Begin at the Beginning

It seems easy. You get the assignment, circle the due date, then stuff it into a notebook so that you can find it later. Or not. Here are a few suggestions for getting started effectively.

Read the assignment as soon as possible

Your instructor may have discussed the assignment in class, but it’s important to take a few minutes to read the assignment again as soon as you can after you receive it. What seemed crystal-clear in class may no longer be when you start to write.

Underline key words and phrases

Especially the verbs because they tell you what to do. What is your primary task? Purpose? What questions, concepts, or issues will you need to consider while you work?

Note specific instructions

Again, pretty basic, right? But making note of the small details from the beginning likely will save   you headaches in the end. Are you expected to do outside research to complete the assignment?  How many sources do you need to use? What are the requirements for the final draft?

Ask questions

Don’t be afraid to ask your instructor to explain anything about an assignment that you don't understand. Often the earlier you ask your questions, the more useful the answers will be to you.

Delve into the assignment

All Rhetoric assignments are different, but often they fall in one of three general categories. Understanding the type of assignment ahead of you may help you identify questions and issues you’ll want to keep in mind as you prepare to write. Please note that these are general overviews of typical assignments. It’s important to talk to your instructor if you have questions about a specific assignment.

Analyze a position

Whereas an assignment to describe a controversy asks you to trace several positions that individuals or groups might hold on a subject, an assignment to analyze a position often asks you to carefully consider the arguments presented by a specific writer or speaker.

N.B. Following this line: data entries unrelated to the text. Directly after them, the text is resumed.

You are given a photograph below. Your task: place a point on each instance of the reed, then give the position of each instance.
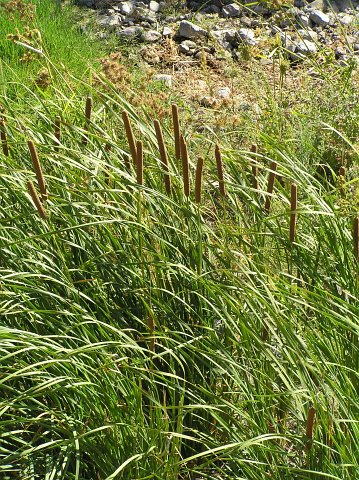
(272, 174)
(176, 131)
(3, 138)
(293, 209)
(199, 176)
(38, 170)
(185, 166)
(36, 200)
(220, 170)
(163, 156)
(139, 162)
(255, 183)
(57, 133)
(130, 136)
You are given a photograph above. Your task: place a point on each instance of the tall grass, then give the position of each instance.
(147, 335)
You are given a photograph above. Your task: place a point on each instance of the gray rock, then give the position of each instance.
(232, 10)
(247, 36)
(151, 36)
(163, 78)
(319, 18)
(191, 31)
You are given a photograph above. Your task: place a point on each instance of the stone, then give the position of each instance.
(319, 18)
(247, 36)
(163, 78)
(190, 30)
(232, 10)
(150, 36)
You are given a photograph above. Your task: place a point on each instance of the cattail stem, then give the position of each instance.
(199, 171)
(36, 200)
(254, 170)
(139, 162)
(38, 170)
(185, 166)
(57, 133)
(88, 112)
(310, 424)
(220, 170)
(3, 138)
(176, 131)
(130, 136)
(293, 214)
(356, 238)
(163, 155)
(273, 167)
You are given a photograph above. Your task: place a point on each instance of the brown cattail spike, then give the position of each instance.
(36, 200)
(38, 169)
(139, 162)
(199, 171)
(293, 211)
(220, 170)
(356, 237)
(130, 136)
(273, 168)
(310, 424)
(163, 155)
(57, 133)
(185, 166)
(176, 131)
(255, 183)
(3, 138)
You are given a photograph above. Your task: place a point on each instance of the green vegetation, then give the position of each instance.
(147, 335)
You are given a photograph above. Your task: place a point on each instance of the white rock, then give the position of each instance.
(190, 30)
(319, 18)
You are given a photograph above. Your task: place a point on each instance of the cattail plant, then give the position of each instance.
(176, 131)
(130, 136)
(36, 200)
(255, 183)
(57, 133)
(273, 168)
(185, 166)
(163, 155)
(293, 210)
(38, 170)
(3, 138)
(309, 427)
(139, 162)
(199, 171)
(220, 170)
(88, 112)
(356, 237)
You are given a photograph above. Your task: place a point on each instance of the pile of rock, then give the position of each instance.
(301, 29)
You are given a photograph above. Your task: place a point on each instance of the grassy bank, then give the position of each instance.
(152, 328)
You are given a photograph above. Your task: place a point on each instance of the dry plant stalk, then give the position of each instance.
(151, 324)
(254, 170)
(176, 131)
(36, 200)
(356, 238)
(199, 171)
(130, 136)
(273, 168)
(163, 155)
(310, 424)
(220, 170)
(57, 133)
(88, 112)
(3, 138)
(185, 166)
(139, 162)
(38, 170)
(293, 208)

In addition to identifying issues, values and claims, this type of assignment may also focus on the audience, purpose, occasion, and tone of a position--that is, ask you to consider the rhetorical situation of an argument--and/or ask that you evaluate the use of persuasive appeals, such as ethos, pathos, and logos.

Some common key words: consider, assess, evaluate, along with analyze.

Describe a controversy

An assignment to describe a controversy often asks you to introduce the controversy you’ve chosen to your audience and present the issues from the perspective of several sides or positions. This type of assignment may focus on the central issues, values, claims and assumptions surrounding a controversy--an exploration of the debates and why the people who care about this issue may disagree.

Some common key words: map, trace, explore, characterize, as well as, describe.

Often for these two types of assignments your instructor will require that you remain a neutral or objective writer exploring issues without taking a position of your own.

The third type of assignment often asks you to argue in support of a specific stance on an issue:

Advocate a position

An assignment to advocate a position often asks you to persuade your audience of the merits of your personal position on an issue or cause. Though you may have strong opinions on your topic, as an advocate your goal is to support those opinions with reliable evidence and sound reasoning.

Some common key words: persuade, defend, support, argue, justify.

Chart your next move

If your assignment requires that you select your topic from class readings, rereading articles with these tips in mind may help you find a topic that both interests you and matches well with the assignment. If your assignment has you in search of a controversy to research or analyze, this might be an ideal time to begin brainstorming. For more suggestions on how you might search for a topic, you might find the handout Choosing a Controversy helpful.